KPMG: Milliardenschäden durch Wirtschaftskriminalität

Wirtschaftskriminalität

Zürich – Der jüngste «KPMG Forensic Fraud Barometer», der jedes Jahr die öffentlich verhandelten und medial publizierten Gerichtsfälle analysiert, zeigt, dass 2016 an Schweizer Gerichten 57 Fälle von Wirtschaftskriminalität behandelt wurden. Das sind zwar deutlich weniger als im Vorjahr, doch der Gesamtschaden von über 1,4 Mrd Franken liegt auf dem höchsten Stand seit Erfassung der Daten durch KPMG. Die durchschnittliche Schadenssumme bei Investoren betrug 165 Mio Franken, beim Staat 13 Mio Franken.

Im Vergleich mit dem Jahr 2015 fällt das extrem hohe Schadensvolumen auf: Dieses stieg von 280 Mio Franken auf 1,4 Mrd Franken. Das Allzeithoch ist vor allem einem Fall mit einem Schadensvolumen von 800 Mio Franken sowie drei Fällen mit einem Volumen von jeweils über 125 Mio Franken geschuldet.

Die öffentliche Hand und Investoren sind am stärksten betroffen
Investoren (private und institutionelle Anleger) waren 2016 die am stärksten betroffene Gruppe von Geschädigten. Der Gesamtschaden belief sich bei dieser Opfergruppe auf rund 1,16 Mrd Franken und wies mit 165 Mio Franken zudem den höchsten Durchschnittswert bei der Schadenssumme auf. Oft traten in diesen Fällen unabhängige Vermögensberater und Devisenhändler als Delinquenten auf.

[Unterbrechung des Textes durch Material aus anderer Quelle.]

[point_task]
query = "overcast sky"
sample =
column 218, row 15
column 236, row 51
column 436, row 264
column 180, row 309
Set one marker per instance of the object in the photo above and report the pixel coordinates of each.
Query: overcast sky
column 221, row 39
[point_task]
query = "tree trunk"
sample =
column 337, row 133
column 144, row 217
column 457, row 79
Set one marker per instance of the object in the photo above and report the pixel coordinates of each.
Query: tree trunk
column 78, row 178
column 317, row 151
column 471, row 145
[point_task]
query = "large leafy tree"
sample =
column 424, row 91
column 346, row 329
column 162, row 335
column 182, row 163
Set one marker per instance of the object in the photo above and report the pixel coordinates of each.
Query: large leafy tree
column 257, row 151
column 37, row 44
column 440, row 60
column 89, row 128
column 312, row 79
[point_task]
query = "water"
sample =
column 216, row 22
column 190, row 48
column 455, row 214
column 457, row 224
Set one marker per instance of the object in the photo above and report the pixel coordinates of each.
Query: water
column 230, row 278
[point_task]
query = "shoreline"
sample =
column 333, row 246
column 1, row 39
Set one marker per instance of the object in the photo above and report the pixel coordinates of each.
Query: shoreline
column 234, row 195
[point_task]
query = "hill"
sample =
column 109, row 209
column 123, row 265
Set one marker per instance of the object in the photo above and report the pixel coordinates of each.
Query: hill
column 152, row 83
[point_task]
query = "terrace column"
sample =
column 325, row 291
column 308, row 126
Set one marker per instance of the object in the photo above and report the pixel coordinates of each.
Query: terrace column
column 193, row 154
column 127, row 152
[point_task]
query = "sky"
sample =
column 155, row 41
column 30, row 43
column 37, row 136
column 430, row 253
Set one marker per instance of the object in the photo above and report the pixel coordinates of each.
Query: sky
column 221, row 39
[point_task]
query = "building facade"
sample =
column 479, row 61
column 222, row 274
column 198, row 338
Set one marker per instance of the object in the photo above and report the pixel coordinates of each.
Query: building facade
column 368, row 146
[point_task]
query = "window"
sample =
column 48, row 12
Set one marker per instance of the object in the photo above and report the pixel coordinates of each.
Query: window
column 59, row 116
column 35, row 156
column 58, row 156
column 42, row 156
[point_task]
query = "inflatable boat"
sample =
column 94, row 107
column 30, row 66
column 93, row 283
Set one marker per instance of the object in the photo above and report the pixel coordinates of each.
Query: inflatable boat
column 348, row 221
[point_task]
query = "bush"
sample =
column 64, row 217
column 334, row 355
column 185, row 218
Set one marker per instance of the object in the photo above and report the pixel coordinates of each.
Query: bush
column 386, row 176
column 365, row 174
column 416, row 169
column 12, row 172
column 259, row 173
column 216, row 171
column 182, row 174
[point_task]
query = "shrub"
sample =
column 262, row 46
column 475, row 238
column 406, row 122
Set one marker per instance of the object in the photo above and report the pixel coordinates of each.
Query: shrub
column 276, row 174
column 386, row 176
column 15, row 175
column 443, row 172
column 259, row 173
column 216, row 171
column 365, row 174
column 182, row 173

Am zweithöchsten fällt der Gesamtschaden mit rund CHF 159 Mio Franken bei der öffentlichen Hand aus. Jedoch liegt hier die durchschnittliche Schadenssumme mit 13 Mio Franken vergleichsweise tief. Im Vorjahr litten noch Privatpersonen sowie nichtkommerzielle Organisationen am stärksten unter der Wirtschaftskriminalität.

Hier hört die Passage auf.